Ensemble Prediction Oceanic Convective Hazards (EPOCH)

EPOCH is a tool that uses multiple global ensemble forecasts to generate global probabilistic guidance depicting where and when aviation-impacting convective weather is most likely to occur in the strategic planning time frame (12 – 48 hours). 

The figure (right) shows a 36-hour forecast depicting the probability of convection over the equatorial Pacific. The contours in purple areas had verified cloud tops above 30kFT. 

Current Status: In June 2023, EPOCH became an operational tool within the National Weather Service (NWS) to assist the United States as a World Area Forecast Center (WAFC) to meet international forecasting requirements.  
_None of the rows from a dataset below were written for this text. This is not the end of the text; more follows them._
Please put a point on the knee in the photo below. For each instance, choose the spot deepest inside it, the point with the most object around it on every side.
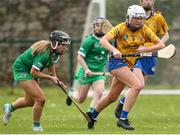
(29, 103)
(41, 100)
(112, 97)
(80, 99)
(138, 87)
(98, 94)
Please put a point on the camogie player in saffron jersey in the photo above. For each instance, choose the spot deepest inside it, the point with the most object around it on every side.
(130, 38)
(156, 22)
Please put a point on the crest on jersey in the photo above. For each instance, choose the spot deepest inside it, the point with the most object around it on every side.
(125, 37)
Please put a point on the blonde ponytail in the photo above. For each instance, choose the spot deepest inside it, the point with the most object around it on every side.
(40, 46)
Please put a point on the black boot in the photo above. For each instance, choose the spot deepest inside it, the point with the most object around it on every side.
(90, 124)
(68, 101)
(118, 110)
(124, 124)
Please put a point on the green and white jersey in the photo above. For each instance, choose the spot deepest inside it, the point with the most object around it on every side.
(94, 54)
(26, 61)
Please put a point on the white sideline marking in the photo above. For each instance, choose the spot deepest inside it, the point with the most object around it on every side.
(144, 92)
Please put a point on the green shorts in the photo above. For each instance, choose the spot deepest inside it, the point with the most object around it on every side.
(19, 76)
(82, 79)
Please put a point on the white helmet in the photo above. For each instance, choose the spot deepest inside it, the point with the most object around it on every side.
(136, 11)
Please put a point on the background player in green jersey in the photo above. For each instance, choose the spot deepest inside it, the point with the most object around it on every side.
(92, 57)
(28, 68)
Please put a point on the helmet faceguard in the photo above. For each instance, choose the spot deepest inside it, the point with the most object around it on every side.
(147, 7)
(136, 11)
(97, 22)
(59, 37)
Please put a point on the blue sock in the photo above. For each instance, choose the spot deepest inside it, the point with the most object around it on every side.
(124, 115)
(94, 113)
(36, 124)
(121, 100)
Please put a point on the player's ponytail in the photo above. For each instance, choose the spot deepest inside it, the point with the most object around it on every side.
(39, 46)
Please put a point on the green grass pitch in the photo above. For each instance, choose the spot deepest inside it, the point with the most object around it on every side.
(150, 115)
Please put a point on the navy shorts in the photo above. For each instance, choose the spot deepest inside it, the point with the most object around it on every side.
(115, 64)
(147, 65)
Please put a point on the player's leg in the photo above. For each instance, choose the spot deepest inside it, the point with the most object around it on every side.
(130, 100)
(125, 77)
(22, 102)
(36, 93)
(82, 93)
(98, 87)
(113, 94)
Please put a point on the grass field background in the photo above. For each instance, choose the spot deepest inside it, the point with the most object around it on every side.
(150, 115)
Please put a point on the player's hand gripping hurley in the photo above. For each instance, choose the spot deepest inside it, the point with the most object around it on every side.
(65, 91)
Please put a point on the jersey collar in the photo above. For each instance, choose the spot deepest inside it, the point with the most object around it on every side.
(151, 14)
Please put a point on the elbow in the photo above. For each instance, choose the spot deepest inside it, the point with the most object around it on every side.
(34, 71)
(79, 57)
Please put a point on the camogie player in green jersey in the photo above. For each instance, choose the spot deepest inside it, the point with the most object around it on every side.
(28, 68)
(92, 57)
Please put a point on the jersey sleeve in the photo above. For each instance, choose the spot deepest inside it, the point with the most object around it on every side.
(40, 60)
(151, 37)
(85, 47)
(164, 26)
(114, 32)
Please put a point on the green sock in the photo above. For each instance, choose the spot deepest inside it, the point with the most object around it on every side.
(12, 108)
(91, 109)
(36, 124)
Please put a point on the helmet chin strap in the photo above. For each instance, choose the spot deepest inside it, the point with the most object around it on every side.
(54, 47)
Offshore Precipitation Capability (OPC)

The OPC is FAA funded research to supplement where land-based radar is not possible or provides degraded detection. The image below (left side) shows an example of the extent of land-based NEXRAD weather radar coverage in the Gulf of America and Caribbean Sea. Note how the overlaid satellite imagery and lightning data show the presence of strong weather in the regions beyond the reach of NEXRAD coverage. OPC (right side of image below) fills in the gaps to provide reliable depictions of precipitation and storm height which enhancing safety and efficiency of air traffic control in those regions. 

How OPC Works

OPC combines infrared and visible satellite data, global lightning (cloud-to-ground), and atmospheric analysis fields from numerical weather prediction models. Using a machine learning framework, the OPC algorithm is trained in regions where radar and non-radar data are available and then applied in regions without actual weather radar coverage, i.e., to create a synthetic weather radar output. The algorithm produces six-level precipitation intensity and storm echo top height estimates then blends these with existing radar-based systems.

Current Status: OPC is running as a real-time prototype and is available on a website to members of the aviation community, including general aviation, airlines, and FAA air traffic controllers. Feedback from these user groups are being used to further improve the OPC technology. Recent improvements are the expansion of the domain to cover more Atlantic Ocean and Pacific Ocean airspace and inclusion of an 8-hour forecast product, which is a blend of OPC extrapolation and a NOAA weather model. These improvements are available on the OPC Testbed, which is accessible from the OPC web site.